Boosting Core Banking Efficiency with NVIDIA’s Agentic AI-Powered Virtual Assistants

May 12, 2025

By: Tarun Kapoor, Chief Architect, BFS AI Solutions Lead

Core banking platforms like Temenos Transact, FIS® Systematics, Fiserv DNA, Thought Machine, and Oracle FLEXCUBE are the digital backbone of modern banking. They power mission-critical business and IT operations, but their advanced implementation cycles and daily operations require specialist subject matter experts (SMEs) to run efficiently.

This blog explores how banks can apply generative AI and agentic AI through NVIDIA AI Enterprise to streamline operations, reduce manual overhead, and enhance productivity across core banking systems.

The opportunity

Different banking users, such as branch users, customer operations, business analysts, engineers, and IT operations, need extensive training and access to manuals and SMEs to utilize core banking platforms efficiently.

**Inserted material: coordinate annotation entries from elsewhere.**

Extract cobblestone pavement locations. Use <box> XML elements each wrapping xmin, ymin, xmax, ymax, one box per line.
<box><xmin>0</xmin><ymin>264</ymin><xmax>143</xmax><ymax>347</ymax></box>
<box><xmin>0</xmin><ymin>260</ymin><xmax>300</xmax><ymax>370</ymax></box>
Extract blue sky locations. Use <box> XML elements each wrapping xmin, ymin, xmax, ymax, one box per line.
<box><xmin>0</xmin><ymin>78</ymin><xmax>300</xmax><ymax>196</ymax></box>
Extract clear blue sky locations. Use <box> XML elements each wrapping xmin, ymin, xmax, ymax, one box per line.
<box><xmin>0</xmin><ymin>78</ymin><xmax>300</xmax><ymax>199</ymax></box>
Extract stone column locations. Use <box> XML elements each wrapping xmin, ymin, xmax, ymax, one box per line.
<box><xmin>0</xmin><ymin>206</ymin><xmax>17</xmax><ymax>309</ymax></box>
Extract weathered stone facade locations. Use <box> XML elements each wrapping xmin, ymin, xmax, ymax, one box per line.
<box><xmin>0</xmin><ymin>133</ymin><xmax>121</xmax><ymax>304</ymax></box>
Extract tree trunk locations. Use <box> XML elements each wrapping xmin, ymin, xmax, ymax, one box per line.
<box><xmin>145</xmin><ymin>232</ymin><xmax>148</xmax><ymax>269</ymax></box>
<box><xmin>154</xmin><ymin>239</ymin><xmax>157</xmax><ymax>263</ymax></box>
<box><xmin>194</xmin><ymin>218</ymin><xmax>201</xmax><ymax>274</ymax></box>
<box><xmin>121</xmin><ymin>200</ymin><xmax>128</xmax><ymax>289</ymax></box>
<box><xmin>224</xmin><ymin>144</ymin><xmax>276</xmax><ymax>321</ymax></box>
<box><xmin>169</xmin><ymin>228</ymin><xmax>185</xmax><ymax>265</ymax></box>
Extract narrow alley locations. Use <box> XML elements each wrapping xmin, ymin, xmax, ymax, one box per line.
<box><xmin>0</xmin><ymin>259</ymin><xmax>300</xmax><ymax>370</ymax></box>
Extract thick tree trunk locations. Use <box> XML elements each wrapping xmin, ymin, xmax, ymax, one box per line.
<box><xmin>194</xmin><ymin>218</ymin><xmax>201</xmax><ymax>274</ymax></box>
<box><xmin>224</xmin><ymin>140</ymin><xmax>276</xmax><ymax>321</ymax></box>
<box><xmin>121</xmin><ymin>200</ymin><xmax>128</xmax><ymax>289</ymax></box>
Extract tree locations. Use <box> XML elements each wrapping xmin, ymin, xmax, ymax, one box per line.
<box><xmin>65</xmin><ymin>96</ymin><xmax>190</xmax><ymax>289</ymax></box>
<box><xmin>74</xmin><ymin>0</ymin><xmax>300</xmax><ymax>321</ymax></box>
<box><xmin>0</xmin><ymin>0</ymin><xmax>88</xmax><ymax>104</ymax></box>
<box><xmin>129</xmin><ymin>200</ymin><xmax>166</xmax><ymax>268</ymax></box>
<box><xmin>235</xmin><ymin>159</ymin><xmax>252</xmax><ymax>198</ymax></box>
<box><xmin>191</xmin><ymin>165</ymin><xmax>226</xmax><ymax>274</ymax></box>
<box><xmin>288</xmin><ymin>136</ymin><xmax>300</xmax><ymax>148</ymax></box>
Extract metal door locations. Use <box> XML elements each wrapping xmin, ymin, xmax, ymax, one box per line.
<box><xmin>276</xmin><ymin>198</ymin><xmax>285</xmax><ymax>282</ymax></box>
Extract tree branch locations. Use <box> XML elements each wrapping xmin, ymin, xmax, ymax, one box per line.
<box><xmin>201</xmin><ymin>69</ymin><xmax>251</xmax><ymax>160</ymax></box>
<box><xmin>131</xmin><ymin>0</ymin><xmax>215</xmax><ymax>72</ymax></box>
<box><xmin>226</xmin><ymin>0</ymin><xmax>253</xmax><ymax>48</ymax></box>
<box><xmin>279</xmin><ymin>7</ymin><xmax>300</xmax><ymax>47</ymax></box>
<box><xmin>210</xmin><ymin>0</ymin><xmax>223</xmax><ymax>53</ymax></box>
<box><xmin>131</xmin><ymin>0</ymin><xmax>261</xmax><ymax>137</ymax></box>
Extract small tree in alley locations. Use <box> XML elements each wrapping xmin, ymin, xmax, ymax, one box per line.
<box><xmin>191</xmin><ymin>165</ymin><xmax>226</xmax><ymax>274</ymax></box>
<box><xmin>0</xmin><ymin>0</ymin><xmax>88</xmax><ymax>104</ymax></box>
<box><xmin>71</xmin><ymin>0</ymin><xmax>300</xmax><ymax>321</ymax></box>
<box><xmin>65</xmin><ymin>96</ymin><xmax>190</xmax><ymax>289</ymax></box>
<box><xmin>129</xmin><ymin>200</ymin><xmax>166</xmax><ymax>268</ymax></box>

Persona	What slows them down
Branch banking users	Can reduce reliance on lengthy manuals for basic actions, enabling faster service and minimizing errors.
IT ops users	Can gain greater platform visibility to resolve high-severity incidents faster and more independently.
Engineering teams	Can leverage internal knowledge and targeted SME inputs to identify and address system gaps more efficiently, accelerating agile change implementation. Why fine-tuning?

Even McKinsey¹ notes that banks often struggle with digital transformations due to siloed, complex IT architecture. Legacy systems burdened with technical debt and customizations slow down modernization efforts, delaying issue resolution and platform enhancements.

Solution details

Built using NeMo, NIM, and Guardrails, the NVIDIA intelligent virtual assist is based on agentic AI and underpinned by a fine-tuned large language model (LLM) trained on core banking and platform-specific data.

NeMo™ powers the training pipeline, NIM™ ensures smooth deployment and performance, and Guardrails enforces responsible AI usage through predefined rules for inputs, outputs, and dialog behavior.

Why fine-tuning?

After evaluating multiple solution patterns, such as RAG-based architecture, fine-tuning, and pre-training a small language model (SLM), LTIMindtree, with advisory suggestions from NVIDIA, identified fine-tuning as the most effective approach given the required SME-like system knowledge.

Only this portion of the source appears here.